Bezirk: Corona, Kurzarbeit, Homeoffice und Mehrarbeit. Bei einem gemeinsamen Konjunkturgespräch von Landeshauptfrau Johanna Mikl-Leitner mit Unternehmern und Arbeitnehmervertretern aus den Bezirken Hollabrunn und Mistelbach waren die Unternehmer Rudolf Schütz von der Firma SPL Tele , Gernot Wiesinger vom Autohaus Wiesinger, Wolfgang Heindl von Heindl Bäckerei sowie Arbeitnehmervertreter Willibald Nagl von der Firma Gebauer & Griller mit dabei.

Von Redaktion Mistelbach. Erstellt am 19. Oktober 2020 (12:10)
Johann Gschwindl

„Aktuell kennt die Politik nur ein Thema: Corona.
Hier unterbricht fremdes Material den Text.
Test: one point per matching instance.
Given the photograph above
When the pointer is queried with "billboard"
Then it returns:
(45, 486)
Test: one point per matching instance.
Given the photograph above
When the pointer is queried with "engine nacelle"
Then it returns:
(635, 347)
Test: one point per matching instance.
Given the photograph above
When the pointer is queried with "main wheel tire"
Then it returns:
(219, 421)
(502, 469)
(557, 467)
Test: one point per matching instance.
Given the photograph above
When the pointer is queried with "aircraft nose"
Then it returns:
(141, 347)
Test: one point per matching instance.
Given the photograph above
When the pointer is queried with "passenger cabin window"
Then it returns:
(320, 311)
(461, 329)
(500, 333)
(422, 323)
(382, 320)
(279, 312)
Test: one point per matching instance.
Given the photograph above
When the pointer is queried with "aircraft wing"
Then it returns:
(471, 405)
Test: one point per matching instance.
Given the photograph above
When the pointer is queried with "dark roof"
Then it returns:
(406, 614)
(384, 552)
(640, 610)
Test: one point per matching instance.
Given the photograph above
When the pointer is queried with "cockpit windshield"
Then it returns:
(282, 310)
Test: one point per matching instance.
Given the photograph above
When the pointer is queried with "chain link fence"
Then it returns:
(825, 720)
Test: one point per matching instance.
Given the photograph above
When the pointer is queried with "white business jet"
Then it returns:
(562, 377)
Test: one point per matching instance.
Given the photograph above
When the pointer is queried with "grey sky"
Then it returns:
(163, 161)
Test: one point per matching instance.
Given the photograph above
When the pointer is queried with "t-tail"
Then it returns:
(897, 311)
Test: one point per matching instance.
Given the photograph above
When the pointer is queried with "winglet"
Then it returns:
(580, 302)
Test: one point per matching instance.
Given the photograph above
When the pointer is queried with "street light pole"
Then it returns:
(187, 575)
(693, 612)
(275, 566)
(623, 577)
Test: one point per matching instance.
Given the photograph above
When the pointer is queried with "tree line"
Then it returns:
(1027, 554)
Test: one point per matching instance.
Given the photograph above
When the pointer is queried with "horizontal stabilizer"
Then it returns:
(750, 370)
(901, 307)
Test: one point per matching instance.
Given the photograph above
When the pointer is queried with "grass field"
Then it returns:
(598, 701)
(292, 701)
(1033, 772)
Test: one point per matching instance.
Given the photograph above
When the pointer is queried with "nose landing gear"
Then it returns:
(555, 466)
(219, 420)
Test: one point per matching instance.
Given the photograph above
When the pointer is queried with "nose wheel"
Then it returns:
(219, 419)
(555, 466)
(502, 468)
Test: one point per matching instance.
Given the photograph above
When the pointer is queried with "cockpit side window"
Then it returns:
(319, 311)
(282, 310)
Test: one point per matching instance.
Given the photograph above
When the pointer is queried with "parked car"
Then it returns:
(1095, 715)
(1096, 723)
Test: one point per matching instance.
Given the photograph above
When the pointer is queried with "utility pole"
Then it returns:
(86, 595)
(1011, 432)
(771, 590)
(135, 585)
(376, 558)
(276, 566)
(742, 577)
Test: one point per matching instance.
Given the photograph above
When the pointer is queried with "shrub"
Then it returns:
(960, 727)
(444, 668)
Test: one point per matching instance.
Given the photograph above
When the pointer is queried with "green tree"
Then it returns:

Die Überwindung der Pandemie erfordert aktuell unsere gesamte Aufmerksamkeit. Wesentlich ist aber auch die Zeit danach – denn es kommt der Tag, an dem wir Corona hinter uns lassen werden. Mein Team und ich sind in den nächsten Wochen unterwegs im Land und führen intensive Gespräche mit Unternehmern, Arbeitnehmervertretern, Meinungsbildnern und Gemeindeverantwortlichen, um zu erfahren wo der Schuh drückt und welche Hebel wir in Zukunft bewegen müssen um bereits frühzeitig Antworten auf die Fragen von morgen zu finden“, so Landeshauptfrau Johanna Mikl-Leitner.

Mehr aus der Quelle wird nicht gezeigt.